As a Brit, I’m the first to admit that the majority of us are not overly adventurous or knowledgeable when it comes to food / I want to enlighten myself to the new and weird things that are out there / My younger sibling wants to be a chef someday, giving me a great excuse to indulge myself in something so odd like this and pass it off as an educational exercise /
Find new and interesting things in supermarkets / pick an Isle at random and look for things with an odd sounding or funny name, the one who finds the best gets a point/ the foreign food isle is usually the best location for this, though there are probably some native foods out there that are stupidly named / the aim is not to mock the products, but to explore and find things you’ve always walked past.
Here are some of the things we found today:
Squid Fish Sauce
Not only does this product have an intriguingly calligraphic brand name that I cannot read, but it has an image of an oddly coloured squid! I’m pretty sure they’re not supposed to be that colour, thought the only time I’ve ever seen one was in ring form and battered.

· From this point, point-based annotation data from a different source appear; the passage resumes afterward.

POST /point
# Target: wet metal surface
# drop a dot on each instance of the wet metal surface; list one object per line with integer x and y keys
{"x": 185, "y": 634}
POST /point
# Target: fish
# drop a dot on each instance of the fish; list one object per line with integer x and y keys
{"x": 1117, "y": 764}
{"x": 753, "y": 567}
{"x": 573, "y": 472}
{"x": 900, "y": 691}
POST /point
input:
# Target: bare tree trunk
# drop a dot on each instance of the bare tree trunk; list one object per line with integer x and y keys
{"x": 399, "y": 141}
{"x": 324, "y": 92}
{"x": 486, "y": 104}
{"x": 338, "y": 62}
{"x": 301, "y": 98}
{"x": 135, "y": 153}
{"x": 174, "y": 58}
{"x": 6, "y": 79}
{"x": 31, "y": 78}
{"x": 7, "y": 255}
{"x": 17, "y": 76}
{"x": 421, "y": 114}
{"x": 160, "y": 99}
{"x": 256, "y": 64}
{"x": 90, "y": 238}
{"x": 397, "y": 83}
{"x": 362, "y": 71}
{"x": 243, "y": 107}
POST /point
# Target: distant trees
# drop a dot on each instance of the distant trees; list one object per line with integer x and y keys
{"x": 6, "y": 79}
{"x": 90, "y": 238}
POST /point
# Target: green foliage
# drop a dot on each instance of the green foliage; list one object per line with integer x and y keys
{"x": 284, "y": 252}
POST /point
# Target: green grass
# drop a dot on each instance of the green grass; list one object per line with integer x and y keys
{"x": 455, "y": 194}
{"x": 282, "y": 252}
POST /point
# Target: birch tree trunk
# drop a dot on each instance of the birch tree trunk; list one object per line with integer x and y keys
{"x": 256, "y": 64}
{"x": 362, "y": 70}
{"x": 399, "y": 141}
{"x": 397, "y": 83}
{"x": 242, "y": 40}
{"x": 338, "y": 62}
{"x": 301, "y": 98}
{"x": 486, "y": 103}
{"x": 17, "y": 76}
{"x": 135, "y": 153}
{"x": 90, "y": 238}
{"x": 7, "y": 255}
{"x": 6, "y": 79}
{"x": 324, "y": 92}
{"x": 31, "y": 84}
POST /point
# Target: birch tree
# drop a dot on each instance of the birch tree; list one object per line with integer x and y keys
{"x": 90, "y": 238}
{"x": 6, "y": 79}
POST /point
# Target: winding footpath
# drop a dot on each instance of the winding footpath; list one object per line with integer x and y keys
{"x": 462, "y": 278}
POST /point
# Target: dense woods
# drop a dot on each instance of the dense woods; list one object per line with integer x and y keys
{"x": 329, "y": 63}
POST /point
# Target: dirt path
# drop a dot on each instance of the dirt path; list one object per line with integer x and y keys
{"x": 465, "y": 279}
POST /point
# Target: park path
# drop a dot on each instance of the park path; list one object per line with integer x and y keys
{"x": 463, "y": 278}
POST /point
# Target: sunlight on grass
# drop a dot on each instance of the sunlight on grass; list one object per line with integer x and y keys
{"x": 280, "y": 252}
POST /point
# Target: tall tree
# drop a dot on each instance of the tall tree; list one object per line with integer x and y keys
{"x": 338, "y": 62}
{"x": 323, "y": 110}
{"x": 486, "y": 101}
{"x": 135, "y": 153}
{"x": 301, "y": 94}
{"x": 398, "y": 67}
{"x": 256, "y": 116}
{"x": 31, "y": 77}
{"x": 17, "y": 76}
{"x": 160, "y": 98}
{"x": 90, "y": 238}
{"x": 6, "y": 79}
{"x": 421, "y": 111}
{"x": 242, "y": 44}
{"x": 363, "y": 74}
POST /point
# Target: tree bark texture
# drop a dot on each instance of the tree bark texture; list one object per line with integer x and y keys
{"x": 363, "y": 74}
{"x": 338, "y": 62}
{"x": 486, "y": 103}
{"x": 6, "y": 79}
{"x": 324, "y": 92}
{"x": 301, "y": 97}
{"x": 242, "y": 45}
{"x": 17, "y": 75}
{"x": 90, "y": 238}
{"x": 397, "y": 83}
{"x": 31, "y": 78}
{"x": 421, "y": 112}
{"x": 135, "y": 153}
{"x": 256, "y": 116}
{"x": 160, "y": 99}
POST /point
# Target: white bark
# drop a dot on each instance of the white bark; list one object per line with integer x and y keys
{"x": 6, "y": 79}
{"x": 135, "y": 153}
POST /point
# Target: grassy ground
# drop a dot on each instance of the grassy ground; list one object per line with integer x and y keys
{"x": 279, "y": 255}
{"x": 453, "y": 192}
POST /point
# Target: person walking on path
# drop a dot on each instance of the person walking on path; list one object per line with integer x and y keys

Coco Loto Coconut Jouce, With Pulp
The most interesting quality of this product, nor is it the label design, or its brand name. It’s the surreal feeling of seeing chunks of coconut suspended in a transparent liquid, almost like the time stop bit in Tomb Raider. I’ve not yet been brave enough to shake an un-bought bottle to see if it breaks the spell, so if anyone is man enough to do it take a pic and let me know whether you get removed from the premises or not.
Simply Extra Virgin
I’m sure they meant to put Olive Oil somewhere higher in the hierarchy, but this clearly male targeted design doesn’t seem to care. It reminds me of that caffeinated shampoo that looks like an engine supplement. See boys, brands want YOU to get your ass in the kitchen and make your lovely other half a nice sandwich with a lightly dressed salad. All made in the most manliest possible way , of course.